There has been research by numerous organisations and entities that having women at the top, heavily involved in the activities, can result in better performance and stability. As a result, gender diversity is being chased by organisations of all sizes; however, the effort falls short at leadership levels.
From entry-level to C-level positions, women workers face more barriers and advance at a slower pace compared to their male counterparts. Even when training is available, the opportunity to advance and apply skills may not always exist. In a Skillsoft survey, 486 women worldwide answered on the topics of imbalance of women in leadership and senior management roles, what it means for working women who make up 50 per cent of the work force, and the importance of programs aimed at women leaders.
More than half of the respondents (54 per cent) highlighted the importance of offering leadership training specific to women, but nearly 70 per cent of the female participants believed that their employers do not currently provide adequate resources and support to help them progress in their careers.
According to an analysis by Harvard Business Review, only 6.4 per cent of Fortune 500 companies were run by female CEOs in 2017. The pool of female executives is small, not because of a lack of ambitions from the women’s side, but because we are missing opportunities to develop and inspire them earlier in their career. Bottom line is that there just isn’t enough women in upper management leadership positions, and that is seriously alarming!
As keen observers have noticed, there are several obstacles blocking women from getting promotions. The women in question can see the other side and feel that it’s nearing but cannot reach it. This is appropriately known as the ‘glass ceiling’ phenomenon. In order to break it, there are some critical factors. One key factor is that women need to learn skills and acquire knowledge that can enable them to have a fast growing career and leadership success.
Another factor is the level of professional development. It’s a term we see people throwing around. Lots of companies claim to provide it. There are two kinds of professional development companies can offer. They could either provide straightforward training or provide training that invokes meaningful development. Does either really help women grow?
There is one key difference between women and men in the workforce- the type of on-the-job development they receive. On one hand, male employees are picked from the clutter, spoon-fed identified growth opportunities and connected to people who can facilitate their growth. Whereas, females are given the talk on how to survive in the workplace and advised on what not to do and what to expect.

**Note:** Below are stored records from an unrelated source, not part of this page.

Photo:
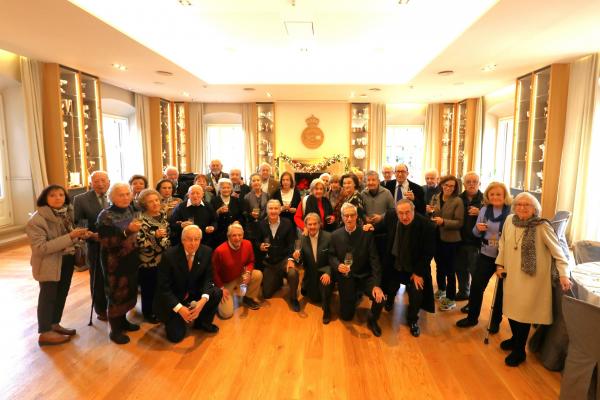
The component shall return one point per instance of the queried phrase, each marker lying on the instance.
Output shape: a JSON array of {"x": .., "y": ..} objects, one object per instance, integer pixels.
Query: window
[
  {"x": 406, "y": 144},
  {"x": 226, "y": 143}
]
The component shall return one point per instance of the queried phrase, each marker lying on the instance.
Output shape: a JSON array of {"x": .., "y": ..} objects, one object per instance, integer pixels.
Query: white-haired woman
[{"x": 526, "y": 249}]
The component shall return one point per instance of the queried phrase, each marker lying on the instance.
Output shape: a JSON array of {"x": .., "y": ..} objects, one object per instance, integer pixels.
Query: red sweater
[{"x": 228, "y": 264}]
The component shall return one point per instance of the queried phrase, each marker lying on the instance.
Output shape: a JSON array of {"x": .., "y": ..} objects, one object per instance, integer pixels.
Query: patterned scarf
[{"x": 528, "y": 256}]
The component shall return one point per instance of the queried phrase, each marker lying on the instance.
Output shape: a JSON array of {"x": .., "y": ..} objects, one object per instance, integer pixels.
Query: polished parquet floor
[{"x": 271, "y": 353}]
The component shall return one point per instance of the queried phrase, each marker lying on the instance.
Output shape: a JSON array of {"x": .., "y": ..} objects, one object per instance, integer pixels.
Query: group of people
[{"x": 198, "y": 250}]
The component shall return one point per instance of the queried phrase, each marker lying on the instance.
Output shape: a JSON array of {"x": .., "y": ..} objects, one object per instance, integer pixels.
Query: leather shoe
[
  {"x": 63, "y": 331},
  {"x": 52, "y": 337},
  {"x": 374, "y": 327},
  {"x": 119, "y": 337},
  {"x": 414, "y": 329}
]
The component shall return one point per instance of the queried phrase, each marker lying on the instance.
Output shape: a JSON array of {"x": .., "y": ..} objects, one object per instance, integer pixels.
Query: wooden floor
[{"x": 271, "y": 353}]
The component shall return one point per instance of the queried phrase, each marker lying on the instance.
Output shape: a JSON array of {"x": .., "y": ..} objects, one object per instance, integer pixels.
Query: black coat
[
  {"x": 175, "y": 280},
  {"x": 417, "y": 191}
]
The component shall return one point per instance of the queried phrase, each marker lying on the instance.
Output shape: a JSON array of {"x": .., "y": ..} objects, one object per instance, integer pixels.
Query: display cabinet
[
  {"x": 73, "y": 141},
  {"x": 359, "y": 135},
  {"x": 540, "y": 111},
  {"x": 266, "y": 132}
]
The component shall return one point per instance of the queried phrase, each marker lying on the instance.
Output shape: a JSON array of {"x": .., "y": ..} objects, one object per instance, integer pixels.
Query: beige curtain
[
  {"x": 432, "y": 137},
  {"x": 578, "y": 192},
  {"x": 142, "y": 122},
  {"x": 197, "y": 138},
  {"x": 31, "y": 78},
  {"x": 377, "y": 141},
  {"x": 249, "y": 125}
]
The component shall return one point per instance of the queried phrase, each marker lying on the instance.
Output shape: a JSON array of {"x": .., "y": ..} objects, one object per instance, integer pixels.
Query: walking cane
[{"x": 487, "y": 331}]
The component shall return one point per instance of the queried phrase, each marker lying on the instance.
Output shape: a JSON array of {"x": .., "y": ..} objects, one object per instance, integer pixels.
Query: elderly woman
[
  {"x": 288, "y": 196},
  {"x": 315, "y": 202},
  {"x": 527, "y": 246},
  {"x": 119, "y": 258},
  {"x": 165, "y": 188},
  {"x": 448, "y": 215},
  {"x": 488, "y": 228},
  {"x": 229, "y": 209},
  {"x": 152, "y": 241},
  {"x": 53, "y": 238}
]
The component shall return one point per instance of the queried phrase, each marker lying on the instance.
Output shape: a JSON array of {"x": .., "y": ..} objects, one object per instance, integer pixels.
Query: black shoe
[
  {"x": 251, "y": 304},
  {"x": 465, "y": 323},
  {"x": 295, "y": 305},
  {"x": 514, "y": 359},
  {"x": 372, "y": 324},
  {"x": 130, "y": 327},
  {"x": 119, "y": 337},
  {"x": 414, "y": 329},
  {"x": 507, "y": 344}
]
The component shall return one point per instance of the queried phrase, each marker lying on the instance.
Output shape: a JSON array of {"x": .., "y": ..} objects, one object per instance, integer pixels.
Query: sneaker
[{"x": 447, "y": 304}]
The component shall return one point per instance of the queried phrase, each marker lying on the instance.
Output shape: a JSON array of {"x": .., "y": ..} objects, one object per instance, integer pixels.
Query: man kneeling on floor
[{"x": 186, "y": 292}]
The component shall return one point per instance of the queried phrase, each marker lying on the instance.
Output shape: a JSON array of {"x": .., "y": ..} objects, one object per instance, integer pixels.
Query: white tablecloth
[{"x": 586, "y": 279}]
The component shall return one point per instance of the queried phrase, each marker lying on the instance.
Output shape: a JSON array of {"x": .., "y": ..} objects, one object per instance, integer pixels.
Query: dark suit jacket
[
  {"x": 175, "y": 281},
  {"x": 365, "y": 261},
  {"x": 282, "y": 244},
  {"x": 313, "y": 270},
  {"x": 416, "y": 189}
]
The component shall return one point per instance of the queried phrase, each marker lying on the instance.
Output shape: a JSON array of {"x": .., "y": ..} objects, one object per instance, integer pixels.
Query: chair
[
  {"x": 580, "y": 376},
  {"x": 586, "y": 251}
]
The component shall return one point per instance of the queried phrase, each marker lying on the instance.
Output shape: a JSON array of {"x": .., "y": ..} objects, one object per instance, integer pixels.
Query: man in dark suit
[
  {"x": 276, "y": 238},
  {"x": 317, "y": 284},
  {"x": 410, "y": 248},
  {"x": 87, "y": 206},
  {"x": 185, "y": 290},
  {"x": 363, "y": 274},
  {"x": 402, "y": 188}
]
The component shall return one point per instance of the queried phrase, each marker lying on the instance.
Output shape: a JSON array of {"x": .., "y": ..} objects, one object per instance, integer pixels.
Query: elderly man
[
  {"x": 388, "y": 174},
  {"x": 410, "y": 248},
  {"x": 87, "y": 206},
  {"x": 467, "y": 252},
  {"x": 186, "y": 293},
  {"x": 268, "y": 184},
  {"x": 431, "y": 188},
  {"x": 193, "y": 212},
  {"x": 402, "y": 188},
  {"x": 313, "y": 254},
  {"x": 240, "y": 189},
  {"x": 353, "y": 257},
  {"x": 212, "y": 178},
  {"x": 276, "y": 238},
  {"x": 233, "y": 271}
]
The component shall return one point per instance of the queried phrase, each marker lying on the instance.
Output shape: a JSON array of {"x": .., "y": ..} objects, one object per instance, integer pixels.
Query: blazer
[
  {"x": 365, "y": 263},
  {"x": 176, "y": 283},
  {"x": 453, "y": 214},
  {"x": 417, "y": 191}
]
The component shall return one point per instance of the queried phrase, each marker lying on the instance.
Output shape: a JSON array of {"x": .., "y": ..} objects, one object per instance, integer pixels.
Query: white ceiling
[{"x": 355, "y": 49}]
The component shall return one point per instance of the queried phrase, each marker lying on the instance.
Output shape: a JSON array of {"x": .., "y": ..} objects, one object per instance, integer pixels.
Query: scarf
[{"x": 528, "y": 256}]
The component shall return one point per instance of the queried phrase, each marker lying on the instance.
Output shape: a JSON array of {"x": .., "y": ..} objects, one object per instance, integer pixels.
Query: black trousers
[
  {"x": 520, "y": 331},
  {"x": 176, "y": 327},
  {"x": 97, "y": 288},
  {"x": 53, "y": 295},
  {"x": 466, "y": 261},
  {"x": 351, "y": 290},
  {"x": 445, "y": 257},
  {"x": 273, "y": 275},
  {"x": 486, "y": 267},
  {"x": 396, "y": 278},
  {"x": 147, "y": 278}
]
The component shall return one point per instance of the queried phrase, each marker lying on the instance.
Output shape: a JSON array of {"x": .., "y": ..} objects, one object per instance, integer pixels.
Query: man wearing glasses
[{"x": 402, "y": 188}]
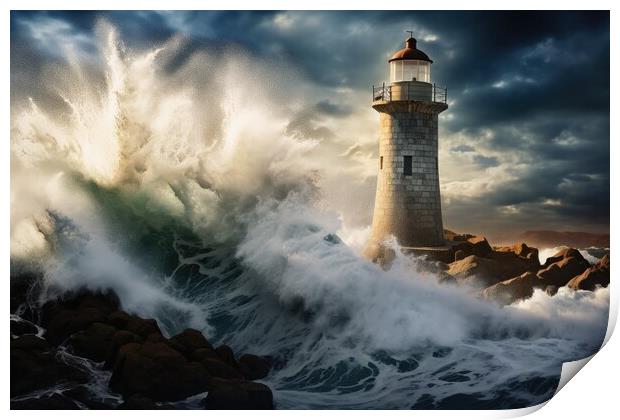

In the end, men end up getting institutional and full-blown professional development, while women get “training” for training’s sake. It’s no wonder that women are left behind.
With the help of colleagues and surroundings, women can further their career development. As a woman, ask and keep a lookout for the jobs that give you the right experiences that enable professional brand-building and prompt the learning of strategies quintessential for juggling work and life. Female CEOs tend to fix their trajectory high at the start of their professional journey. They do not sit around and wait for a recruiter to call with an opportunity. They use their entrepreneurial drive and expertise to prove themselves throughout their professional journey.
At the end of the day, the goal of professional development isn’t limited to learning vaguely about your role. It’s equipping yourself with the skills and experiences that will help you grow within and outside your organisation. This might not, however, serve as a solution to other issues women in the workforce face such as career-gap or the infamous pay gap.
To conclude, what role can an organisation play in encouraging their women employees to seek professional development? How can they ensure that the women (in all positions) are equipped enough to climb the corporate ladder with the right learning and development opportunities? Organisations should take a proactive stance on providing access to continuous learning and design a customised learning experience for its robust woman-force. Alongside, they should provide on-the-job performance support.